Um tanto quanto polêmico, defendeu ainda que esta exploração é uma questão de equilíbrio e sempre haverá quem defenda pontos de vista contrários como no caso do etanol brasileiro, citado como um exemplo para o mundo, mas que mesmo assim desperta em ambientalistas um certo contraponto por entender que para plantação da cana de açúcar serão necessárias debandar uma grande área de florestas, o que na verdade não procede.
Entre os poucos pontos que podem ser destacados, o inglês se mostra focado na busca por uma mudança de postura. “Empreendedores poderiam acabar com os problemas do mundo e não deixar isso para os governantes, eles não conseguiriam”. Para Branson, seriam necessários U$ 300 bilhões em investimentos para pesquisa e produção de energia limpa. Se nos basearmos no ritmo de crescimento de potencias como Brasil, China e Africa, bem certo que em cinco anos a demanda vai exceder ao preço e o barril chegar ao preço limite. “Apenas vocês “Brasil” que descobriram novas reservas de petróleo, estejam fora deste cenário, talvez seja o momento mais propício de negócios e estudos que possam viabilizar a produção de combustível renovável.
Por fim, pode parecer estranho, mas segui a linha de raciocínio adotada pelo próprio palestrante em sua apresentação. Enquanto todos previam um final bucólico, o mais interessante ainda estava por vir. “Muitas empresas a qual eu presido trabalham com energia suja, sobretudo de aviação marítima, aviação e de trem. Talvez se os EUA deixassem o ego de lado, uma parceria com o Brasil viabilizaria a produção de combustível renovável para avião” afirma o empresário que descartou de imediato o uso de etanol brasileiro pois ele congela a 15 mil pés de altura, mas acrescentou que já teve boas experiências com isobutenol a base de algas marinhas.

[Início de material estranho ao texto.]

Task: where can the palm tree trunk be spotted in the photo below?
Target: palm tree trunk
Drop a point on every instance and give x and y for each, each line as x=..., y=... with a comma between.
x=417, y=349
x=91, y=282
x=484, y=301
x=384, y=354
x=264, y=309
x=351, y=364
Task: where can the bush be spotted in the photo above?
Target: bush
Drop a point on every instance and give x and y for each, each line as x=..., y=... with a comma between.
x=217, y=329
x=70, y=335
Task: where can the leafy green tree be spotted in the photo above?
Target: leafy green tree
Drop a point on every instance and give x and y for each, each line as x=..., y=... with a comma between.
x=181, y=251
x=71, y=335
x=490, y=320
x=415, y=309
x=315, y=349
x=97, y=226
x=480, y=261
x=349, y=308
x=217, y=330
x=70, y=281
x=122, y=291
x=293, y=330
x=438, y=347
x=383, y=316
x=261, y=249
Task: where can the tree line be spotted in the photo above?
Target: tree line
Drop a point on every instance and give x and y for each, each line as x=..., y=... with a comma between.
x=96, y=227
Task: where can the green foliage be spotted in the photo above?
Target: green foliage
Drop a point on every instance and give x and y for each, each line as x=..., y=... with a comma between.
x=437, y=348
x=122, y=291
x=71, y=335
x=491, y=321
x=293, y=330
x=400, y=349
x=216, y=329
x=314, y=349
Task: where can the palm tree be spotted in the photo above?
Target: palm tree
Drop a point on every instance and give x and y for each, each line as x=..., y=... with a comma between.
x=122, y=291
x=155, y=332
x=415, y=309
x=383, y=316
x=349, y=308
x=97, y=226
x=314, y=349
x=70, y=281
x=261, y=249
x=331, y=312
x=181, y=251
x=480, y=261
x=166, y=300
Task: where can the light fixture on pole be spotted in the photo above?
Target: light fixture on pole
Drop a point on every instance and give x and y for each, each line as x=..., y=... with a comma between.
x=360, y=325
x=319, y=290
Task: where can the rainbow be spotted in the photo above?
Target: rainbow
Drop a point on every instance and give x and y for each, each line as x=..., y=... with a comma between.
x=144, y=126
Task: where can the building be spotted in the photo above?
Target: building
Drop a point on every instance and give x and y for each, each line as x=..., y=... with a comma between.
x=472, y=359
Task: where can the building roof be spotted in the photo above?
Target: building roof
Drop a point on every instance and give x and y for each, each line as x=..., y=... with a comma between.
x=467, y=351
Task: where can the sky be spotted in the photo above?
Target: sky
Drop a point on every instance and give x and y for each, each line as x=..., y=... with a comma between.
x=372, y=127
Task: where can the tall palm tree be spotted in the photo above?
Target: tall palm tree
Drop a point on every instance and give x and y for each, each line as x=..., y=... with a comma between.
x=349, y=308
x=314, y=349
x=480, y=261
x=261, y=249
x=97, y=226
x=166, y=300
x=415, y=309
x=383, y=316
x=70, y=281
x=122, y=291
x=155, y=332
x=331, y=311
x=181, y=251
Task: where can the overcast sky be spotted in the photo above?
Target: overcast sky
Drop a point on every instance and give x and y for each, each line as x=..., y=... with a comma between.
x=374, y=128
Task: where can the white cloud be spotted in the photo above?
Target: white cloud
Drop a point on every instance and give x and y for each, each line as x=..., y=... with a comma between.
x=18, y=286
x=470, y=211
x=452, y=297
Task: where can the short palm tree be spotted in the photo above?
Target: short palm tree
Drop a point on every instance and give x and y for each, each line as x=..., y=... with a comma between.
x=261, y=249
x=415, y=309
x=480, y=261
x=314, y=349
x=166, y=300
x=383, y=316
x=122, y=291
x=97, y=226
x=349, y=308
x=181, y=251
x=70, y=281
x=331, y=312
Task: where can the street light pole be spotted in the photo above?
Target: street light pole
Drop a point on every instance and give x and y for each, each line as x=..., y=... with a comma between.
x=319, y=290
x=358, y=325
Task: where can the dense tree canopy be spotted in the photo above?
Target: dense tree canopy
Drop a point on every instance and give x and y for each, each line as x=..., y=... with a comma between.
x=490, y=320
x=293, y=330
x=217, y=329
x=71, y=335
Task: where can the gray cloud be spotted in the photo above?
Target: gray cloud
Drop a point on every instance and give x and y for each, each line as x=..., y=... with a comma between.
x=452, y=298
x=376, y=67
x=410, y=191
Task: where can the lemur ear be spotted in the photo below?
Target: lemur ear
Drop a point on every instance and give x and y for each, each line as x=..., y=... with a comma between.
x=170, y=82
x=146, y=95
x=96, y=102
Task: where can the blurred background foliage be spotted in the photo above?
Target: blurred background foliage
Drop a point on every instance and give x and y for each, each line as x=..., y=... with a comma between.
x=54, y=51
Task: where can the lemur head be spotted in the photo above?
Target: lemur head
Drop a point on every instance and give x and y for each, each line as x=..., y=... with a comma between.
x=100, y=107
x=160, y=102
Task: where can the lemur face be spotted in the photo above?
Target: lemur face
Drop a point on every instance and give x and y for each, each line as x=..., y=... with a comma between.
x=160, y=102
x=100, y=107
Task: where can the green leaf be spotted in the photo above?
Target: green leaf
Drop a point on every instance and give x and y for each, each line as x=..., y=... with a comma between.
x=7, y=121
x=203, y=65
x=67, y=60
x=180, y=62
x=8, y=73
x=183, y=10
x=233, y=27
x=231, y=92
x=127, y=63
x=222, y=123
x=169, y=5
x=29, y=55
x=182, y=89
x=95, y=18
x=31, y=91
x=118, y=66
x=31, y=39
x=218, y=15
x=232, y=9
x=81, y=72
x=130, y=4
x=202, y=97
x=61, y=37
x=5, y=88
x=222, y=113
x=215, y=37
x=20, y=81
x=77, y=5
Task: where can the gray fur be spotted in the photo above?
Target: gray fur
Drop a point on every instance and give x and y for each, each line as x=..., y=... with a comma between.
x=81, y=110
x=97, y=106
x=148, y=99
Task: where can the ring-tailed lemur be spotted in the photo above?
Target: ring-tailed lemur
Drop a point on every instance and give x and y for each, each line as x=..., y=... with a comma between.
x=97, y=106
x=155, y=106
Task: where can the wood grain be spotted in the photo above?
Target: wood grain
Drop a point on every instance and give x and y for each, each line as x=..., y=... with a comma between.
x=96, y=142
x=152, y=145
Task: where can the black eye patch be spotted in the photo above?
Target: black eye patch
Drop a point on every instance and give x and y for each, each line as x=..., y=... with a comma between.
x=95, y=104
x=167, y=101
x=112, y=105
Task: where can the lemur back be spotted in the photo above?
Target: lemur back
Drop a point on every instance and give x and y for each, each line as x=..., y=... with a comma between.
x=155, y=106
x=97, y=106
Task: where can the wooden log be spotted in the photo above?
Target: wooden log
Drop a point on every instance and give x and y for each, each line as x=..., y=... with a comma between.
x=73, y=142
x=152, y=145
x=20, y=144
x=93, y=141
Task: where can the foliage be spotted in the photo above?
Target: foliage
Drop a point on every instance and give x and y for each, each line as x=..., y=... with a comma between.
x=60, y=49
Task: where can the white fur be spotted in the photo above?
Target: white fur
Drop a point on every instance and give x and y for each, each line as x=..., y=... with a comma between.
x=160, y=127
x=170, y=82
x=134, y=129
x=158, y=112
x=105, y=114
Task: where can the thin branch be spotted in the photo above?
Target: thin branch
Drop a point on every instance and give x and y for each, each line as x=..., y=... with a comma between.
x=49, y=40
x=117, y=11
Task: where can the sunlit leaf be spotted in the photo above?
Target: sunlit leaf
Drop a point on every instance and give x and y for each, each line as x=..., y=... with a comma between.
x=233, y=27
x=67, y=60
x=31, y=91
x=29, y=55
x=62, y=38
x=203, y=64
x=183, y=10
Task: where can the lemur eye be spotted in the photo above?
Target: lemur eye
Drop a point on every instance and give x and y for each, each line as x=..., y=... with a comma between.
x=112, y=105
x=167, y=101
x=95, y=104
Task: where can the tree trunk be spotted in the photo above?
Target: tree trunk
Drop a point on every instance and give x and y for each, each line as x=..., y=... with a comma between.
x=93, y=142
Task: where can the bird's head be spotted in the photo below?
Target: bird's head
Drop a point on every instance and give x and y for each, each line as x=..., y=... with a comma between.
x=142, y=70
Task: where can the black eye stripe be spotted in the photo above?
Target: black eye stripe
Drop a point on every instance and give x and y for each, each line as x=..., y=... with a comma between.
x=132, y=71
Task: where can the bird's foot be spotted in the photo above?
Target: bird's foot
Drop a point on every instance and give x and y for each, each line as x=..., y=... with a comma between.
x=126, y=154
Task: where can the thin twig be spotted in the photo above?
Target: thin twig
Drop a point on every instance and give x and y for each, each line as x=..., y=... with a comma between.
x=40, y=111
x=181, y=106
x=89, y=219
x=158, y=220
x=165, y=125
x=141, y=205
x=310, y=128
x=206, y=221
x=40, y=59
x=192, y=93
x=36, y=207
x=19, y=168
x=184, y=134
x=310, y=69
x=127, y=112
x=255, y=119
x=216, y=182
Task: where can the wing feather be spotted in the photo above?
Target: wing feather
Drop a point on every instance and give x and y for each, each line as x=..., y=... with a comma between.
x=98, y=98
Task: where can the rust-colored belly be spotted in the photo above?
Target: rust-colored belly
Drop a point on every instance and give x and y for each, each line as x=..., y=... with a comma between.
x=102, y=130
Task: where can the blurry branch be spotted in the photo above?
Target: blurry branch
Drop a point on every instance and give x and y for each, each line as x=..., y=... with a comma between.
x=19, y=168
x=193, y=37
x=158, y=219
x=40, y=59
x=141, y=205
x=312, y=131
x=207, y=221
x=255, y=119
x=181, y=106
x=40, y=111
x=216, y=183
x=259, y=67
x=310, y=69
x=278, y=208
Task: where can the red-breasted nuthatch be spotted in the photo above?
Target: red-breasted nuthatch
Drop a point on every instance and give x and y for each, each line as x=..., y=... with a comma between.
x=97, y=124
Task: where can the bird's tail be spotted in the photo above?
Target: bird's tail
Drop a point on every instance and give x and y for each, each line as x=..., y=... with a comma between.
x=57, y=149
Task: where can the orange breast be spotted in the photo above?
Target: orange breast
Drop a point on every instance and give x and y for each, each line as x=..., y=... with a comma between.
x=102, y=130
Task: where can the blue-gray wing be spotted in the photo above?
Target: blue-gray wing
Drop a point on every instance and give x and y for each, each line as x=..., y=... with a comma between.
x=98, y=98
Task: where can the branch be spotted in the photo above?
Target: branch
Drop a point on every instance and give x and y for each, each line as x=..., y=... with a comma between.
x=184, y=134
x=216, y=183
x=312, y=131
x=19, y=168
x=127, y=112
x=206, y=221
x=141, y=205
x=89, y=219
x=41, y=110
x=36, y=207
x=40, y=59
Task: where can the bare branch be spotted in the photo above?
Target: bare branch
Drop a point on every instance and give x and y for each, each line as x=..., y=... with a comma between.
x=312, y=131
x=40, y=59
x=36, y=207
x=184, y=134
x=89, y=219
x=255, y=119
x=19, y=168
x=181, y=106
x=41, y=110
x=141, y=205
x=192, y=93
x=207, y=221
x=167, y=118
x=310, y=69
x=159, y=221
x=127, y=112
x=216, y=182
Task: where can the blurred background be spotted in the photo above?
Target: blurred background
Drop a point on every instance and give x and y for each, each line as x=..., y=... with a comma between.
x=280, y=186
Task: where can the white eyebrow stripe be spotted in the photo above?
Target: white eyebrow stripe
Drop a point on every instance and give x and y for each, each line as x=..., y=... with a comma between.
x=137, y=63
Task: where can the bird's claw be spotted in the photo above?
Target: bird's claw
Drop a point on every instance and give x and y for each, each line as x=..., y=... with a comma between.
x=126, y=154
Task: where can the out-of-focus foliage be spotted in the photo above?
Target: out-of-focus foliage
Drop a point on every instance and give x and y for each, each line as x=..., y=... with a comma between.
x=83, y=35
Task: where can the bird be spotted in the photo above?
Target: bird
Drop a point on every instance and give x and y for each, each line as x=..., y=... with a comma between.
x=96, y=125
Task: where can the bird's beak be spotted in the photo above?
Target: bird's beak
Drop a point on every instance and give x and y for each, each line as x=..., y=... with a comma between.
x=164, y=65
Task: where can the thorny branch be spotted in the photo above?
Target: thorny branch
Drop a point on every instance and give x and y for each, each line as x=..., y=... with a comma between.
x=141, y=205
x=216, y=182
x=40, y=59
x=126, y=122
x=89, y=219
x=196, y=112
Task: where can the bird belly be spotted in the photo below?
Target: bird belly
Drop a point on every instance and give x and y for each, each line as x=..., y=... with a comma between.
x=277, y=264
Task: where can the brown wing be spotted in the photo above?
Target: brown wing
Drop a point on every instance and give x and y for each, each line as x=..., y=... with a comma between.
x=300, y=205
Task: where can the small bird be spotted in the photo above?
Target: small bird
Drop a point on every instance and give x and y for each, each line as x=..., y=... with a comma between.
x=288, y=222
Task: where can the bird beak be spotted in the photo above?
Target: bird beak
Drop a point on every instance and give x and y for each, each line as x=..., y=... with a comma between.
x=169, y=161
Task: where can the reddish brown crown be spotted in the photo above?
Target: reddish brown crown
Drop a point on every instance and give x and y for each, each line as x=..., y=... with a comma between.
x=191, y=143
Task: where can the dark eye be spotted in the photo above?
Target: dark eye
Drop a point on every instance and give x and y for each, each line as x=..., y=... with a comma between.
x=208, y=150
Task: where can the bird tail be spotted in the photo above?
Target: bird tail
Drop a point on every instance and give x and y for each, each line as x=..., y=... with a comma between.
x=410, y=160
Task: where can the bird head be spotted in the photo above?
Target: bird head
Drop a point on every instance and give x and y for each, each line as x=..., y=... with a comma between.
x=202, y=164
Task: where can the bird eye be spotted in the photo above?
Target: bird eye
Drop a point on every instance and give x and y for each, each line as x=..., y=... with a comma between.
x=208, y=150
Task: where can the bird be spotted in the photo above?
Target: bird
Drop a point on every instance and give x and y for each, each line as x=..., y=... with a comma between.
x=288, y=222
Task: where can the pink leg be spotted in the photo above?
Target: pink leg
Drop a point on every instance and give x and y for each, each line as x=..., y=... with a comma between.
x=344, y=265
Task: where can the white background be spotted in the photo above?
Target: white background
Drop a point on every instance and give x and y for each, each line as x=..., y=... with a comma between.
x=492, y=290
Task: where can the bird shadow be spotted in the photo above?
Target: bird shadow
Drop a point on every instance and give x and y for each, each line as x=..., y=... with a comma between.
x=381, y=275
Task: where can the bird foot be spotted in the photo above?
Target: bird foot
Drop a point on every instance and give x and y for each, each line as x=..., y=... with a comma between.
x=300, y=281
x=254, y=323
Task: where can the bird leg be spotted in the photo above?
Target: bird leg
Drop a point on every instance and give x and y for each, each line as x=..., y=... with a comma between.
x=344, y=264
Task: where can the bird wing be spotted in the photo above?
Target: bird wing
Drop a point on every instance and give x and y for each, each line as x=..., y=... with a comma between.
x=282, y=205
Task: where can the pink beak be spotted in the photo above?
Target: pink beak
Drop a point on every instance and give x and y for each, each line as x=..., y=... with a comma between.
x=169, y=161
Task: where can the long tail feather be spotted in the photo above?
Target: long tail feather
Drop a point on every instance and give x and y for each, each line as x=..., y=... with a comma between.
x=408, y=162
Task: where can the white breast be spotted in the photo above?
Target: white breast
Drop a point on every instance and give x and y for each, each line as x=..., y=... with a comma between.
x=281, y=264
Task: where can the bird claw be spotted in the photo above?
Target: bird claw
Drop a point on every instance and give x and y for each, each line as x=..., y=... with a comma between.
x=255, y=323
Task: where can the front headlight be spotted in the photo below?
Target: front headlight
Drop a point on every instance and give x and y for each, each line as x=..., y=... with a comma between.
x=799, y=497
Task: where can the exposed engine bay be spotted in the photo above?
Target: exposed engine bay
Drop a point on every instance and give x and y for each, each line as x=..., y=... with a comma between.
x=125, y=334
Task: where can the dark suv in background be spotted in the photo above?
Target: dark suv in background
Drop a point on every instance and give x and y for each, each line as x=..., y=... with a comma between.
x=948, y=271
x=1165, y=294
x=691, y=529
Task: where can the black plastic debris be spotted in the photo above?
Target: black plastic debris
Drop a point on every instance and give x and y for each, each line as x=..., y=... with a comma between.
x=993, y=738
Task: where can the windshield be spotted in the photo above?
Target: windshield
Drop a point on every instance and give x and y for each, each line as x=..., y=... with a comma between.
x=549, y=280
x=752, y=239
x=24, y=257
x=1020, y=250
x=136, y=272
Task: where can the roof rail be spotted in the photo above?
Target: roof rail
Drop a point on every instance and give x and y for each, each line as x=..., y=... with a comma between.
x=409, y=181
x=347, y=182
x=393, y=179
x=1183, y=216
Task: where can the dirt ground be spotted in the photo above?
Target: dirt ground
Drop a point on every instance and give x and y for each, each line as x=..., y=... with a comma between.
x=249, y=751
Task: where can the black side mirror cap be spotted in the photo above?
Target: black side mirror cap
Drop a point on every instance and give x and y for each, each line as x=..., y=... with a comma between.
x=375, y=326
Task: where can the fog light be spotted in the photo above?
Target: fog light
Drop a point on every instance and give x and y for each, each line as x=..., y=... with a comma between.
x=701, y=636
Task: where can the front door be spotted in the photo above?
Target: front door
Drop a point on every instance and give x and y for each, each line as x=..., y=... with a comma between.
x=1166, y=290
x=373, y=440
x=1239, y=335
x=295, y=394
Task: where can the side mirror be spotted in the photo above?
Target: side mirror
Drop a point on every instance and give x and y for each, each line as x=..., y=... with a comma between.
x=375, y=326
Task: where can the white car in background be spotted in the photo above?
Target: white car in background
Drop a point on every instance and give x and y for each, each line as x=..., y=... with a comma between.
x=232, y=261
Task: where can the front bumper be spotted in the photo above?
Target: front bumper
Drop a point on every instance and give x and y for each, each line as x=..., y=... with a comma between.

Talvez você esteja se perguntando que tipo de ego impediria os EUA de propor parceria ao Brasil, ou que tal uma explicação sobre o combustível de algas marinhas em companhias aéreas com emissão de carbono em níveis mínimos. Pois bem, eu e todos presentes também nos questionamos. Como resposta, “Obrigado pela oportunidade” conclui Richard Branson.